Let's face it: The minimalist rigs so popular with the QRP crowd can be a lot of fun to use occasionally, but I know of only a few hardcore individuals who limit their operating to that type of station. I think that I'm fairly typical in that, once the construction's over, I've tended to lose interest fairly quickly and revert back to using commercial equipment.
That's actually been bothering me for the past few years. Sure, I've rationalized this behavior by limiting myself to using only vintage equipment (while my IC-765s languish in disrepair), but I've slowly descended into feeling deeply inadequate and ashamed that, as a red-blooded amateur, I wasn't able to build something suitable for day to day usage. Then it hit me: Why the hell not?
There's an old saying that compares completing a complex project to eating an elephant - it's possible if consumed one bite at a time. Designing and building a rig that'll perform comparably, if not favorably, with commercial products is no different. Before we sit down with fork and knife, we've got to come up with a plan as to how we're going to devour the beast. Pete, N6QW, calls the planning process "noodling". I figure that, at this point in the project, I've done enough noodling to open a pasta factory.
Where to start? The beginning is as good a place as any, so I sat down and thought about what I wanted this rig to do. It was, at this point, where the SR-150 came to mind. I owned one years ago, and have ever since believed that it was the most practical, user friendly rig of the tube era. Now, the SR-150 was a five-band dual conversion transceiver, and with the bottom of the solar cycle looming, I figured it'd be a bit of a waste to spend time building circuitry for bands that will likely be dead for the next few years. The SR-160, on the other hand, was Hallicrafters' "stripped down" version: Single conversion and covering only 80,40 and 20.
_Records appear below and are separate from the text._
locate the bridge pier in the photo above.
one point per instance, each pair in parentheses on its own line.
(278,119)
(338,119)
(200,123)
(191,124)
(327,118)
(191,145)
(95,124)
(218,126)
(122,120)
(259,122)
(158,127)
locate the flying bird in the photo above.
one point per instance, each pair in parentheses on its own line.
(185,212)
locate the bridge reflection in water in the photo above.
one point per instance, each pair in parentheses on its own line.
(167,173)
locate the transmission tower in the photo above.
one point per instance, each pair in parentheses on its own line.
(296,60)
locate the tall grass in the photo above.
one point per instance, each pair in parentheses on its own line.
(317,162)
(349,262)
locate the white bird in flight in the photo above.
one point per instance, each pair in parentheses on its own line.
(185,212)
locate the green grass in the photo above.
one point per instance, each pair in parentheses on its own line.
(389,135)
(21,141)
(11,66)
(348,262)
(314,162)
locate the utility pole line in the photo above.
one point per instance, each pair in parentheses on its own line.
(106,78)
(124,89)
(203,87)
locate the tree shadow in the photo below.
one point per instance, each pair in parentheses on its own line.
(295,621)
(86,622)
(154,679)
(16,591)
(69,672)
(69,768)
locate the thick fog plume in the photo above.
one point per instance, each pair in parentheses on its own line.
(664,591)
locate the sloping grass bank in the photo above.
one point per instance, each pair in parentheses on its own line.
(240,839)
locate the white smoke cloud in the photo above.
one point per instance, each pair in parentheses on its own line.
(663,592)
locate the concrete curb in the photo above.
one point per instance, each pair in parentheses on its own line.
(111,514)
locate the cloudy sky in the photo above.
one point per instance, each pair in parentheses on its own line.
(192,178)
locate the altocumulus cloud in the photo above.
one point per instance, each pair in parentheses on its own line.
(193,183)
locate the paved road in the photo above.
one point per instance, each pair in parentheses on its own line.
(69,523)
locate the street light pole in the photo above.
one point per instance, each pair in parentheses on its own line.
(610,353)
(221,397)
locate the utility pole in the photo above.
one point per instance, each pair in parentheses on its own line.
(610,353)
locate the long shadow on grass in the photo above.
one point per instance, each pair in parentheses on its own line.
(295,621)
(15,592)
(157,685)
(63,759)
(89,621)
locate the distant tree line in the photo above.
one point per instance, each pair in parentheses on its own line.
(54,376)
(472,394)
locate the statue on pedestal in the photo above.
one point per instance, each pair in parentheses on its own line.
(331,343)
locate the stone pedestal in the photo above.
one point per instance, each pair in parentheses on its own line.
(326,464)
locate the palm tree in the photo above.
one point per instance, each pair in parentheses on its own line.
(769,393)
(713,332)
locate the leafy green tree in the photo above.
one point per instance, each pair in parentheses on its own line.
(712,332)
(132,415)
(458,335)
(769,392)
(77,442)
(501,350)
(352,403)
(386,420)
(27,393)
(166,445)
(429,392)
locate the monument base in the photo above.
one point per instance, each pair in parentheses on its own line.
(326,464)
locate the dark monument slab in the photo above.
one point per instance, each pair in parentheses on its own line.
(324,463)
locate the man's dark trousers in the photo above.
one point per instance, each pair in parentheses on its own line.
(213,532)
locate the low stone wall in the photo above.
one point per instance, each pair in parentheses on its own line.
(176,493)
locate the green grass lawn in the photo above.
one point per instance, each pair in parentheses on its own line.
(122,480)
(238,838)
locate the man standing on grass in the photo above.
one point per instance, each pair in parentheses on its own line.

Features? Thinking about how I operate, I tend to use very few "bells and whistles". The SR series had RIT, which is essential, but required an outboard VFO to operate splits beyond a few KHz. One of the beauties of modern, microprocessor control is that you're able to implement multiple VFOs via software - so that was a must. Manual and decent AGC were also deemed necessary, as was front panel control over mic gain and metering of the PA current and forward and reflected power.
I debated with myself over adding a notch filter, but nixed the idea after thinking about how little I actually used the ones on my commercial rigs. But, at the same time, determined that fairly broad but decent CW and SSB filters were something I absolutely needed.
So, one night in January, I took my list of features, sat down at the computer and drew-up what I envisioned the front panel of a modern-day version of the SR-160 would look like:
Remarkably, I've changed nothing from that original drawing in the process of bringing the rig to fruition. Guess I got it right the first time. Noodling. Gotta do it.
Next thing that I did was start figuring out the circuitry necessary to bring this monster to life. This involved a lot of reading, some breadboarding of trial modules (more on this later) and several iterations of block diagrams before settling on the one below:
Now that the rig is built, I'm updating the documentation and just today revised the block diagram to reflect the "As-Built" design. Again, noodling paid off as very little changed:
I think that, at this point, I've exhausted the attention span of all but the most focused individuals, so I'm going to save delving into the modularity concept and circuit blocks for another day.